Edit: to this date, compiler auto-vectorization quality is still poor. So, you may see programs that contain vectorization intrinsics, and since it's not really much different from writing in actual assembly (most intrinsics have one-one mapping to assembly instructions) some folks might just decide to write in assembly.
Update:
According to anecdotal evidence, RollerCoaster Tycoon is written in 99% assembly.
http://www.chrissawyergames.com/faq3.htm
In the past, compilers used to be pretty poor at optimizing for a particular architecture, and architectures used to be simpler. Now the reverse is true. These days, it's pretty hard for a human to write better assembly than an optimizing compiler, for deeply-pipelined, branch-predicting processors. And so you won't see it much. What there is will be short, and highly targeted.
In short, you probably won't need to do this. If you think you do, profile your code to make sure you've identified a hotspot - don't optimize something just because it's slow, if you're only spending 0.1% of your execution time there. See if you can improve your design or algorithm. If you don't find any improvement there, or if you need functionality not exposed by your higher-level language, look into hand-coding assembly.
There are certain things that can only be done in assembler and cannot be done in C/C++.
These include:
generating software interrupts (SWI or INT instructions)
Use of instructions like SWP for creating mutexes
specialist coporcessor instructions (such as those needed to program the MMU and manage RAM caches)
Access to carry and overflow flags.
You may also be able to optimize code better in assembler than C/C++ (eg memcpy on Android is written in assembler)
There may be new instructions that your compiler cannot yet generate, or the compiler does a bad job, or you may need to control the CPU directly.
Why is assembly language code often
needed along with C/C++ ?needed along with C/C++ ?
It isn't
What can't be done in C/C++, which is
possible when assembly language code
is mixed?
Accessing system registers or IO ports on the CPU.
Accessing BIOS functions.
Using specialized instructions that doesn't map directly to the programming language,
e.g.

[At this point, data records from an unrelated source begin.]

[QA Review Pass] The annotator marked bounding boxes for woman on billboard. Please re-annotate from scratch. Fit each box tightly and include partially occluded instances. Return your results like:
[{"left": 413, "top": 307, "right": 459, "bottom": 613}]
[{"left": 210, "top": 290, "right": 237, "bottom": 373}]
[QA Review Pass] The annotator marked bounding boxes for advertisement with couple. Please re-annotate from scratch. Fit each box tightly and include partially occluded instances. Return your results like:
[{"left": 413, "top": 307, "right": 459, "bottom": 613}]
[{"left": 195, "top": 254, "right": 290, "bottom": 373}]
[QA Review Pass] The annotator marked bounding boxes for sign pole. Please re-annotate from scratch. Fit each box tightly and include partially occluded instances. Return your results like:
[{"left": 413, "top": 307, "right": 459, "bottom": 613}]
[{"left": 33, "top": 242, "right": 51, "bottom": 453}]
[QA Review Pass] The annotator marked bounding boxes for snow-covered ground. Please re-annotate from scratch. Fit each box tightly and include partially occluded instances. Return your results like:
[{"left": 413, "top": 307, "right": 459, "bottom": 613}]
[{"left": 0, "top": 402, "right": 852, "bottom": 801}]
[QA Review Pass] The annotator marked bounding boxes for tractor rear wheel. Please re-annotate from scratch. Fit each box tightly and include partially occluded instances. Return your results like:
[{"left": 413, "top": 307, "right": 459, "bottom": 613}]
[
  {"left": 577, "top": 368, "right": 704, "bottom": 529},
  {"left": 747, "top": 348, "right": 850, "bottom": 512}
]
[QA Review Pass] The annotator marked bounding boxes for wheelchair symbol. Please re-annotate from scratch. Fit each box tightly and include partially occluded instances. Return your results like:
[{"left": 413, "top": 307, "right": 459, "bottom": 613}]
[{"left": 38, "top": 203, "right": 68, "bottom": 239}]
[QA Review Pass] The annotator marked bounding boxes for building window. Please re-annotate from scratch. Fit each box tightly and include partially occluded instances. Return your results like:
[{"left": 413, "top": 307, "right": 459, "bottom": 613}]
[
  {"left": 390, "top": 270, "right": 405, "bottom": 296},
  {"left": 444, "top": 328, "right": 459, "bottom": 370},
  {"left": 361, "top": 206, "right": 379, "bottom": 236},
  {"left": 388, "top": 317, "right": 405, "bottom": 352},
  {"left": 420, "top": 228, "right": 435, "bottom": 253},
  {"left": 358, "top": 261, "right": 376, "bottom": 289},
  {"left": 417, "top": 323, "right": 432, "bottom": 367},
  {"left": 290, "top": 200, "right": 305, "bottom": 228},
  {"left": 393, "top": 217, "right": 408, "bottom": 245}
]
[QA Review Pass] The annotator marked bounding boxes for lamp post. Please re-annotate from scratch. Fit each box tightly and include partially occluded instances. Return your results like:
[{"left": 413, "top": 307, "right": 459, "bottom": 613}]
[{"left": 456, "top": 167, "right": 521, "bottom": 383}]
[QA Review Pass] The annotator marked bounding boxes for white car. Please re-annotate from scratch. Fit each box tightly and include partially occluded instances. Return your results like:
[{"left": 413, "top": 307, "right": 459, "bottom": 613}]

SIMD instructions.
Provide optimized code that's better than the compiler produces.
The two first points you usually don't need unless you're writing an operating system, or code
running without an operatiing system.
Modern CPUs are quite complex, and you'll be hard pressed to find people that actually can write assembly than what the compiler produces. Many compilers come with libraries giving you access
to more advanced features, like SIMD instructions, so nowadays you often don't need to fall back to
assembly for that.
One more thing worth mentioning is:
C & C++ do not provide any convenient way to setup stack frames when one needs to implement a binary level interop with a script language - or to implement some kind of support for closures.
Assembly can be very optimal than what any compiler can generate in certain situations.